Los niños lo miraron sorprendidos.

—¿No entienden? —insistió el Castor—. Se ha ido con ella, con la Bruja Blanca. Nos traicionó a todos.

—¡Oh..., realmente! Él no puede haber hecho eso —exclamó Susana.

—¿No puede? —dijo el Castor mirando duramente a los tres niños.

Todo lo que ellos querían decir murió en sus labios. Cada uno tuvo, de pronto, la certeza que era eso, exactamente, lo que Edmundo había hecho.

—Pero, ¿conocerá siquiera el camino? —preguntó Pedro.

El Castor contestó con otra pregunta:

—¿Había estado aquí antes? ¿Había estado alguna vez él solo aquí?

—Sí —dijo Lucía, casi en un murmullo—; me temo que sí.
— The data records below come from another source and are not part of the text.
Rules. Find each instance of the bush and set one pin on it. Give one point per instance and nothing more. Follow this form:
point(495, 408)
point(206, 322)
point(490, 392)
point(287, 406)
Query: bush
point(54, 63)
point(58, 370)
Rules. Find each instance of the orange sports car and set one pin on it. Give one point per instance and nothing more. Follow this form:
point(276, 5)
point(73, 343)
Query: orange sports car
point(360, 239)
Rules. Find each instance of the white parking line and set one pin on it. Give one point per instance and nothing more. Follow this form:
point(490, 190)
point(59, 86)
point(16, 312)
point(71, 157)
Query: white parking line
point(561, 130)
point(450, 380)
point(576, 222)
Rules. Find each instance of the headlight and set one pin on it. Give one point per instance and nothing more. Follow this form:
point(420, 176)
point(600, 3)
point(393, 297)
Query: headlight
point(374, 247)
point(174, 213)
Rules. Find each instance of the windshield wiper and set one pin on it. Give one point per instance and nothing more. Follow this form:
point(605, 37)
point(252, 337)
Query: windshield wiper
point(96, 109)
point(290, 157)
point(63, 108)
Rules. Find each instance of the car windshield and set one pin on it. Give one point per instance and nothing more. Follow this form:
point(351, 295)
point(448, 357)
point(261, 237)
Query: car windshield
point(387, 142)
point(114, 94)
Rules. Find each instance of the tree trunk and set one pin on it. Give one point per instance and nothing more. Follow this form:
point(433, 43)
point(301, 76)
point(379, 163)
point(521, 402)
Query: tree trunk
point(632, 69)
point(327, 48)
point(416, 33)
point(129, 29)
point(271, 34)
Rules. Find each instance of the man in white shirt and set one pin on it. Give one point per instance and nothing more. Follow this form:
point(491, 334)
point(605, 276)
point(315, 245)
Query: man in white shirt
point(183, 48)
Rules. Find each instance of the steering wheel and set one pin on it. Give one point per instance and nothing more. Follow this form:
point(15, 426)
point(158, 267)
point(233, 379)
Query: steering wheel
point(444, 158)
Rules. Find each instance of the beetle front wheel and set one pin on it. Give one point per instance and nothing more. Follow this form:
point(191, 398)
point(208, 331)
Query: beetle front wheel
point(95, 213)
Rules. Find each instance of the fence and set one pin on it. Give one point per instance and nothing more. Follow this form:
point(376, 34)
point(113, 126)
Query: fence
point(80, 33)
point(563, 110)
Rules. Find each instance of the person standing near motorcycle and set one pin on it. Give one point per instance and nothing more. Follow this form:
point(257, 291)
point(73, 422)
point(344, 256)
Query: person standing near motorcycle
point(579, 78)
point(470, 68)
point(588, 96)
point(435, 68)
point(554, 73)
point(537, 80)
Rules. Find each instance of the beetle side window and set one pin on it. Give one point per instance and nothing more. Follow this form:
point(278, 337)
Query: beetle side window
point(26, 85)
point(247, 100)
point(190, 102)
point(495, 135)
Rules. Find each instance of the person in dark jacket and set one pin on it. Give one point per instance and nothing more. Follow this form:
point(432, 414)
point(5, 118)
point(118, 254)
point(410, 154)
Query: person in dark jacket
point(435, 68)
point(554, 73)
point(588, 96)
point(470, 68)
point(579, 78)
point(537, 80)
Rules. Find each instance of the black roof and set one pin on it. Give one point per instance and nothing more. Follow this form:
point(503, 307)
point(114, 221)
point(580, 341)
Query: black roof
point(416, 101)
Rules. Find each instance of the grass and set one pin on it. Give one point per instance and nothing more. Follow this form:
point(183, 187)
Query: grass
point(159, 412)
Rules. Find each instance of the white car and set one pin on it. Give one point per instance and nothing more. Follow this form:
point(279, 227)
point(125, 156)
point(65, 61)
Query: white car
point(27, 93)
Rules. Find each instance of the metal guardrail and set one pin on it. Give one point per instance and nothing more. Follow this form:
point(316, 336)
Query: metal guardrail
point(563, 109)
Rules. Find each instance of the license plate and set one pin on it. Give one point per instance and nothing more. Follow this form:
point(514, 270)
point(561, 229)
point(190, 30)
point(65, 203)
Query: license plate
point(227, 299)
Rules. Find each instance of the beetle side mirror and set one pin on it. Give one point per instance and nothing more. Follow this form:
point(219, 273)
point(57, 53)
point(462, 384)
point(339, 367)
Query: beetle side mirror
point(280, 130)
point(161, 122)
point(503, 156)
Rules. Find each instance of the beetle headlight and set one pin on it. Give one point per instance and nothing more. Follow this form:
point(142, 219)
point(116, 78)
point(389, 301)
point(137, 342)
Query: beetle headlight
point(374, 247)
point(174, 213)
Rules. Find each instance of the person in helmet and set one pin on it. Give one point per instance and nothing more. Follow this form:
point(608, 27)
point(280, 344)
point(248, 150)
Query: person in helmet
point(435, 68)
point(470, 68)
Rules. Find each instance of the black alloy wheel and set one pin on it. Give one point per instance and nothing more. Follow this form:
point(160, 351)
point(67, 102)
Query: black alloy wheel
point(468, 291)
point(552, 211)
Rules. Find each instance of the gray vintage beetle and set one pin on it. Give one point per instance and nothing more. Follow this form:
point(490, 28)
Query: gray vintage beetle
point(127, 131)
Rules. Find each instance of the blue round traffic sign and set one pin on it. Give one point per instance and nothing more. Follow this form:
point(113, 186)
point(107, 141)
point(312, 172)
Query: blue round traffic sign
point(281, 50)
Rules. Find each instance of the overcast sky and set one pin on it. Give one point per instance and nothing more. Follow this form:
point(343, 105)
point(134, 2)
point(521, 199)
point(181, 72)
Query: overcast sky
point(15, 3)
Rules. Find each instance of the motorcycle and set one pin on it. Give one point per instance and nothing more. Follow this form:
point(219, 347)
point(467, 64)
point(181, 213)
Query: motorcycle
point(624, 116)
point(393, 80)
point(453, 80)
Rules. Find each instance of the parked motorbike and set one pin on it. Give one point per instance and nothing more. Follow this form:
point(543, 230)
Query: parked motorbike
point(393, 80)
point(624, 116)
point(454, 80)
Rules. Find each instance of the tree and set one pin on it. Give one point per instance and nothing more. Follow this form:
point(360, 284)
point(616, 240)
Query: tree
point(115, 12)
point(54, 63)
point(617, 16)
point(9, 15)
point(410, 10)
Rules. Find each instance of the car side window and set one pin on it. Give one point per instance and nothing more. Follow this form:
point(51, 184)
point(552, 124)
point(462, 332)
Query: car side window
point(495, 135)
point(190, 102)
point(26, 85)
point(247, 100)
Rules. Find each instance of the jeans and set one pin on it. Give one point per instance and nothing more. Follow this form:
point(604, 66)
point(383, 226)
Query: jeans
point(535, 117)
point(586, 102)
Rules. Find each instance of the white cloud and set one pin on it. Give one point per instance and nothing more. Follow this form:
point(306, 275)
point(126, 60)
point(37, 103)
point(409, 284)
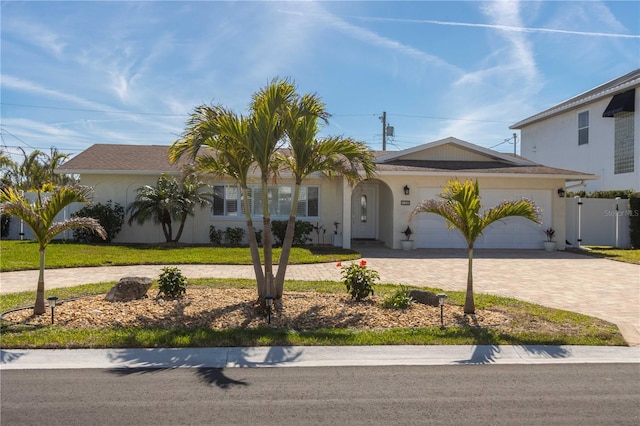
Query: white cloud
point(35, 33)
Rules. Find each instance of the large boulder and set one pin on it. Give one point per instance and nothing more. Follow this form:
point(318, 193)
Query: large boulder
point(129, 288)
point(424, 297)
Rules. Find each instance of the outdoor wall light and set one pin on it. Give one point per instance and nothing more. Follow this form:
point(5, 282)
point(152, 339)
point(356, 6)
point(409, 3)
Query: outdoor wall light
point(441, 298)
point(52, 304)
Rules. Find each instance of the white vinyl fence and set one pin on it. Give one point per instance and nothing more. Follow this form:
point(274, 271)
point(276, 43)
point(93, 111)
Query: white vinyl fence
point(598, 221)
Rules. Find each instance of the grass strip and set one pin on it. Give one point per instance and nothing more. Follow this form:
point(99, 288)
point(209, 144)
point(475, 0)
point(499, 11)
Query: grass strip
point(581, 329)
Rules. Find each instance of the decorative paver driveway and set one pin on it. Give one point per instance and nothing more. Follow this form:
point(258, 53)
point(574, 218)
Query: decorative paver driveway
point(598, 287)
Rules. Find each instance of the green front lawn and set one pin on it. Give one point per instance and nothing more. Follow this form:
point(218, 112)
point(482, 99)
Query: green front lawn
point(23, 255)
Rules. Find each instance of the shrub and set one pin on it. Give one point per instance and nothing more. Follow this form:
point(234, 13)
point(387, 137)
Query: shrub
point(234, 236)
point(172, 283)
point(358, 279)
point(634, 220)
point(5, 220)
point(215, 236)
point(110, 216)
point(301, 232)
point(400, 299)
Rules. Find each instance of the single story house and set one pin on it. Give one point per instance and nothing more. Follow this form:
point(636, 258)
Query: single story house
point(376, 208)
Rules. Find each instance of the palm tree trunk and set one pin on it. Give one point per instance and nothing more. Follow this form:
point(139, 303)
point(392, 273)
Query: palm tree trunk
point(253, 242)
point(183, 219)
point(267, 240)
point(287, 243)
point(39, 307)
point(469, 304)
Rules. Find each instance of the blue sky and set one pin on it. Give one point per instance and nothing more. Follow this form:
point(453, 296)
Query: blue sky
point(78, 73)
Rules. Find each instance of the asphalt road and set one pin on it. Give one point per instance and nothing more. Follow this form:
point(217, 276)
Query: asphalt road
point(575, 394)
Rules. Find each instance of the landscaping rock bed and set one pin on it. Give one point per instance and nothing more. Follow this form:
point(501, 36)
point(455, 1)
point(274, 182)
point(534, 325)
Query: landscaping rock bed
point(234, 308)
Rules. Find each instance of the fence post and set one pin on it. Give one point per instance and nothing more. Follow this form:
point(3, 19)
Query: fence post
point(617, 221)
point(579, 221)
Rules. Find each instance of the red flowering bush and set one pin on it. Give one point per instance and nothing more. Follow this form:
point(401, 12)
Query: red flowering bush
point(358, 279)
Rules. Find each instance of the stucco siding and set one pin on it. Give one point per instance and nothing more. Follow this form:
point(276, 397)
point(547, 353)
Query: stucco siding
point(554, 142)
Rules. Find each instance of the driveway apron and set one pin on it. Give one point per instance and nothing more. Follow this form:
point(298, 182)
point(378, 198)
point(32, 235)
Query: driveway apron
point(601, 288)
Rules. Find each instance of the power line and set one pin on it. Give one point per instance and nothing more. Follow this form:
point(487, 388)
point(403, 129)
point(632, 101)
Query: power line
point(93, 110)
point(183, 115)
point(449, 118)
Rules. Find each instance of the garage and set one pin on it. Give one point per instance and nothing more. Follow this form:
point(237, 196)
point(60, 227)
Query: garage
point(513, 232)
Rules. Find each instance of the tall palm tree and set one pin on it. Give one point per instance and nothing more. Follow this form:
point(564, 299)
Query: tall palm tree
point(223, 143)
point(332, 156)
point(168, 200)
point(215, 143)
point(461, 208)
point(40, 216)
point(265, 131)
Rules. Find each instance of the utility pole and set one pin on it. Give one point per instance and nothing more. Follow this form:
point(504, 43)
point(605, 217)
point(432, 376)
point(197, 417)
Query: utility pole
point(384, 130)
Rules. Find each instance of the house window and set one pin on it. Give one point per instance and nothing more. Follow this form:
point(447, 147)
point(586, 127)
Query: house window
point(363, 208)
point(583, 128)
point(623, 143)
point(228, 201)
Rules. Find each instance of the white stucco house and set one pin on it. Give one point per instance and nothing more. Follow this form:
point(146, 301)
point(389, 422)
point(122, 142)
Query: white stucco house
point(597, 131)
point(375, 209)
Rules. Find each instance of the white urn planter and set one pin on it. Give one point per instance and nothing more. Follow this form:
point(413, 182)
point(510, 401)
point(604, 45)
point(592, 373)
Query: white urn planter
point(406, 244)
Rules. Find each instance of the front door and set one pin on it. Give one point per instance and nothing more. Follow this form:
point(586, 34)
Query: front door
point(364, 208)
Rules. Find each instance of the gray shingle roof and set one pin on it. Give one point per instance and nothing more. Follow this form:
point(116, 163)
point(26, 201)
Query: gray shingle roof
point(113, 158)
point(153, 159)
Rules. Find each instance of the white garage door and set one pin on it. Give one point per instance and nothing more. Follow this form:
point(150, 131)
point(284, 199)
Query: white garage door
point(512, 232)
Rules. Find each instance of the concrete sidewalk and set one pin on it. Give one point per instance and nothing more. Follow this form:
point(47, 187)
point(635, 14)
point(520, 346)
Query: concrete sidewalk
point(601, 288)
point(311, 356)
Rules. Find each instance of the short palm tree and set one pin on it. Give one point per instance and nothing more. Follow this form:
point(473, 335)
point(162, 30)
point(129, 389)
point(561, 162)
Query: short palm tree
point(40, 217)
point(461, 208)
point(168, 200)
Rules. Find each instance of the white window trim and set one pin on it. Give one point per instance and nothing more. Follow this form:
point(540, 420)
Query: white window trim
point(240, 212)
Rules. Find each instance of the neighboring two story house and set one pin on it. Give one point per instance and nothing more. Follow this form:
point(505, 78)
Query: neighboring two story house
point(596, 132)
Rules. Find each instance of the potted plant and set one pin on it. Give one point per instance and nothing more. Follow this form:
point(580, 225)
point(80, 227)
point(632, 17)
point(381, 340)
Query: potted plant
point(337, 238)
point(549, 244)
point(407, 243)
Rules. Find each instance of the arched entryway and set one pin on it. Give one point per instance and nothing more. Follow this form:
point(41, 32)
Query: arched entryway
point(372, 211)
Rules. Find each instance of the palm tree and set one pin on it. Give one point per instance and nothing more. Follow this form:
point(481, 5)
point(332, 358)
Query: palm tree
point(40, 216)
point(237, 143)
point(215, 141)
point(190, 195)
point(168, 200)
point(332, 156)
point(266, 130)
point(460, 207)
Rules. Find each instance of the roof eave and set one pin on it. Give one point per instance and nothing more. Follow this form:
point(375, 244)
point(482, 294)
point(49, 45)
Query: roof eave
point(577, 102)
point(565, 176)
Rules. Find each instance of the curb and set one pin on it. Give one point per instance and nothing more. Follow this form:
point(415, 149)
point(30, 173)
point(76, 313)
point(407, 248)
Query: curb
point(311, 356)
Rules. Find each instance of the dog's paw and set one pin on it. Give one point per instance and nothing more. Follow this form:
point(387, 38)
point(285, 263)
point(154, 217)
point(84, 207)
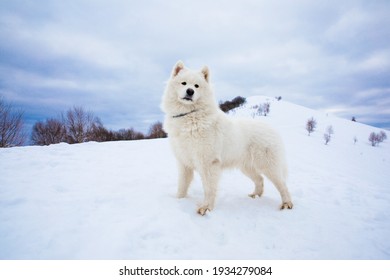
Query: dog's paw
point(202, 210)
point(181, 195)
point(286, 205)
point(253, 195)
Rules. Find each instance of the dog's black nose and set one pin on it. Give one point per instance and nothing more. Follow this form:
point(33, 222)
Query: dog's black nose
point(190, 92)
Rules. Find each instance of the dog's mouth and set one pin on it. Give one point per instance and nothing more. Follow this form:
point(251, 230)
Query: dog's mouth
point(187, 98)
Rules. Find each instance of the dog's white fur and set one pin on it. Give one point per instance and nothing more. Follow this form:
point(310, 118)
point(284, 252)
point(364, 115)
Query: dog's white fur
point(204, 139)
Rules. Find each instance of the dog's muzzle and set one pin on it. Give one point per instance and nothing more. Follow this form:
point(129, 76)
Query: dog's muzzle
point(189, 94)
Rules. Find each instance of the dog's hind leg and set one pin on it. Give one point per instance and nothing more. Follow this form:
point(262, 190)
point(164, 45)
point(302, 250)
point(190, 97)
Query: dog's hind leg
point(210, 175)
point(186, 175)
point(257, 179)
point(280, 184)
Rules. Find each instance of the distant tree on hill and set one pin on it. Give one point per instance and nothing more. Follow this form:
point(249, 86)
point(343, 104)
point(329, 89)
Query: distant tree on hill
point(80, 125)
point(128, 134)
point(229, 105)
point(52, 131)
point(156, 131)
point(262, 109)
point(311, 125)
point(11, 125)
point(328, 134)
point(376, 138)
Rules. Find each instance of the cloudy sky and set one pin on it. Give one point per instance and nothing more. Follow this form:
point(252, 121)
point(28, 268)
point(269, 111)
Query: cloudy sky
point(113, 57)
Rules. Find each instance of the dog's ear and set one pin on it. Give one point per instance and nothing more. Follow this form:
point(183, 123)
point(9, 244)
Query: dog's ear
point(206, 73)
point(177, 68)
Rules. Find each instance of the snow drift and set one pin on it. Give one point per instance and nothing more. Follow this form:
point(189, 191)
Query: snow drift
point(116, 200)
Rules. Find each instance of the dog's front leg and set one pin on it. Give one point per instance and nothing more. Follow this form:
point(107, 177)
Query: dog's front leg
point(186, 175)
point(210, 174)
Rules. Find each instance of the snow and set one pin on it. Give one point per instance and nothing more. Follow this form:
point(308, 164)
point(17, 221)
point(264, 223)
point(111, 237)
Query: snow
point(116, 200)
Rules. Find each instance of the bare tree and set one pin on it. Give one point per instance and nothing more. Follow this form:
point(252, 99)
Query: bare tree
point(80, 125)
point(328, 134)
point(311, 125)
point(11, 125)
point(52, 131)
point(156, 131)
point(373, 138)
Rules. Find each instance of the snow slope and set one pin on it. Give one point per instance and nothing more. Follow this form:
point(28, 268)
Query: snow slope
point(116, 200)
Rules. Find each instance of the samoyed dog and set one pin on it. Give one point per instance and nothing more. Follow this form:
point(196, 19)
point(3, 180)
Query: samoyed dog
point(205, 140)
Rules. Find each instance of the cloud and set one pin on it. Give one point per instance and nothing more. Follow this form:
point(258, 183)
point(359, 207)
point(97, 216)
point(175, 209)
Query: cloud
point(114, 56)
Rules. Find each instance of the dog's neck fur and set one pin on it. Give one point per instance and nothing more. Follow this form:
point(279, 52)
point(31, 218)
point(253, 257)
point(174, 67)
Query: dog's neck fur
point(184, 114)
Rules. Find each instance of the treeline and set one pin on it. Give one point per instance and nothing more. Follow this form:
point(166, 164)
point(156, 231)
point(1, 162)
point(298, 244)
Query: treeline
point(78, 126)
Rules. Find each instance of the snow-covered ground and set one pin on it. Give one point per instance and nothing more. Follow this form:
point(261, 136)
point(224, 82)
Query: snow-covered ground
point(116, 200)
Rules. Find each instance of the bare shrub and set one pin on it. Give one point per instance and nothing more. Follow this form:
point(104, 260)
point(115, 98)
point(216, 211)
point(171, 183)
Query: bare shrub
point(80, 125)
point(229, 105)
point(311, 125)
point(52, 131)
point(376, 138)
point(156, 131)
point(11, 125)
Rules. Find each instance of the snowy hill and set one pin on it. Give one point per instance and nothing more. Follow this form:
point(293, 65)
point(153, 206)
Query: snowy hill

—¿Y les contó lo que había hecho o con quién se había encontrado?

—No, no lo hizo —dijo Pedro.

—Tomen nota de mis palabras entonces —dijo el Castor—. Conoció a la Bruja Blanca, está de su parte, y sabe dónde vive. No quise mencionar esto antes (después de todo él es hermano de ustedes), pero en el momento en que puse mis ojos en ese niño, me dije a mí mismo: «Es un traidor». Tenía la mirada de los que han estado con la Bruja Blanca y han probado su comida. Si uno ha vivido largo tiempo en Narnia, los distingue de inmediato. Hay algo en sus ojos, en su modo de mirar.

—Igual tenemos que buscarlo —dijo Pedro con voz ahogada—. Es nuestro hermano, a pesar de todo, aunque esté actuando como una pequeña bestia. Es sólo un niño.

—¿Irán entonces a casa de la Bruja? —preguntó la señora Castora—. ¿No ven que la única manera de salvarlo a él o de salvarse ustedes es permanecer lejos de ella?

—¿Qué quiere decir, señora Castora? —dijo Lucía.

—Todo lo que ella desea en este mundo es atraparlos a ustedes, a los cuatro. Ella siempre está pensando en esos cuatro tronos de Cair Paravel. Una vez que se encuentren dentro de su casa, su trabajo estará concluido..., y habrá cuatro nuevas estatuas en su colección, antes que ustedes puedan siquiera hablar. En cambio, ella mantendrá vivo a su hermano, mientras sea el único que ella tiene, porque lo usará como señuelo, como carnada para atraparlos a todos.